Abstract

In the course of “Auroras of Autumn,” Stevens comes to “feel afraid” of his own appropriations, the violations that resulted in the explosions “flaring on the frame / Of everything he is” (p. 417). In “An Ordinary Evening in New haven,” Stevens acts on those fears. his project is to find “the thing apart” (p. 465) from the “thing as idea” (p. 295) he relished in “So-and-So Reclining on her Couch” Abandoning the frame with its “apparition[s]” (p. 295) of repressed seizures and “mechanism[s]” (p. 295) of poetic determinism, the Stevens of “An Ordinary Evening in New haven” struggles to work out an alternative to the oxymoronic “solid space” of the earlier poem. he finds it by redefining the reality of the “solid”: It is not in the premise that reality Is a solid.
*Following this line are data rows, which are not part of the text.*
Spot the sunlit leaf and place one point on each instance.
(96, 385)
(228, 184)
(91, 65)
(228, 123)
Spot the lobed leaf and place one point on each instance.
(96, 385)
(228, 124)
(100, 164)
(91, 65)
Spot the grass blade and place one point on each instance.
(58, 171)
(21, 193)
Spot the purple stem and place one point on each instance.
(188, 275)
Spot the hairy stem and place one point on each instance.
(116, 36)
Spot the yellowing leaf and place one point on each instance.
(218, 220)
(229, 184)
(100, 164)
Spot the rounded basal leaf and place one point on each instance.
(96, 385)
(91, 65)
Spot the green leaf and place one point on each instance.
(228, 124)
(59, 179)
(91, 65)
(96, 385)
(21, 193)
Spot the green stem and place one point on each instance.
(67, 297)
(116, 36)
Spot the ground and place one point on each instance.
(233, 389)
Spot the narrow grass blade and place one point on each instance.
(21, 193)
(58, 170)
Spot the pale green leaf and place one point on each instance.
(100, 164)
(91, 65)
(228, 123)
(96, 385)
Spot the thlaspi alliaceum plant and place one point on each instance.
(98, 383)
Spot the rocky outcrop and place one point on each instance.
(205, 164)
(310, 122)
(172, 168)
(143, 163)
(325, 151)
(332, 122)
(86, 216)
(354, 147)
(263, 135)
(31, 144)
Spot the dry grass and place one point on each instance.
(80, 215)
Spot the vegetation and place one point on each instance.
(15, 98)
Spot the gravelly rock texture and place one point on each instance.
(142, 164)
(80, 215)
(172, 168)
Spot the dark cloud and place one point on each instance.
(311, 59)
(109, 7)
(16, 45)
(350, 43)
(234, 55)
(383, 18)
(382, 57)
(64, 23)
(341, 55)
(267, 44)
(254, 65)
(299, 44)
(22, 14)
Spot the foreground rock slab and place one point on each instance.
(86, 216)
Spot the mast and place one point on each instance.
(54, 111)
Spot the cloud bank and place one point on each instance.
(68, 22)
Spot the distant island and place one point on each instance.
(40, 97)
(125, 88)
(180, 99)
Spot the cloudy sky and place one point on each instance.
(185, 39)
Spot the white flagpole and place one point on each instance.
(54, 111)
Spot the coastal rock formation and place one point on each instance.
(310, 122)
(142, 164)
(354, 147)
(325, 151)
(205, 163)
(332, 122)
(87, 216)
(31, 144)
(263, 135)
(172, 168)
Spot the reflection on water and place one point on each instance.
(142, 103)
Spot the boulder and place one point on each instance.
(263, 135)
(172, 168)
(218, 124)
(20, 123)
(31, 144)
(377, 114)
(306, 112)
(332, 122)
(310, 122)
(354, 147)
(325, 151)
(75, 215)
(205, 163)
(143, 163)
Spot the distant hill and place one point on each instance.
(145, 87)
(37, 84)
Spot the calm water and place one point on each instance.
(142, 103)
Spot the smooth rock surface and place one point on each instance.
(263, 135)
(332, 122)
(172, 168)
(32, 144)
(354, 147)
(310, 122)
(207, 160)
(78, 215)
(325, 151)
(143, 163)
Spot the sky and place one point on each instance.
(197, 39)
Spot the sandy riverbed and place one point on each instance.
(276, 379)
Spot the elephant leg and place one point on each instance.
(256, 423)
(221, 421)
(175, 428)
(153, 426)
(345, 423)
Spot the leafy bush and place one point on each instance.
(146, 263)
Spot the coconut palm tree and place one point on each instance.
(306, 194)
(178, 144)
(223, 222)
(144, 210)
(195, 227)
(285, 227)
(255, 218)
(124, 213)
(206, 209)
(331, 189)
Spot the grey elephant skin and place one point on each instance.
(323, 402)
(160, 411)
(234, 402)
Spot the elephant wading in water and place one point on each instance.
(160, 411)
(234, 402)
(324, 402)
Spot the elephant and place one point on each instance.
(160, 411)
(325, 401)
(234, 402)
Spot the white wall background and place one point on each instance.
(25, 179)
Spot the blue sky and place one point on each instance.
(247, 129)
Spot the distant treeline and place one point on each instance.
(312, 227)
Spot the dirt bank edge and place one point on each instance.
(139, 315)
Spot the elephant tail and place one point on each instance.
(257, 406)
It may be a shade that traverses A dust, a force that traverses a shade. (p. 489) In order to get to the newly interpreted real at the end, Stevens begins with an attempt to break free from “the origin of a mother tongue” (p. 470) he inherits from the patriarchal language of “th[e] form[s]” (p. 470) of desire, with their “inescapable romance” and “inescapable choice / of dreams” (p. 468). The “romance” of the “romance” looms in its infinite deferrals. Satisfaction is always just beyond reach.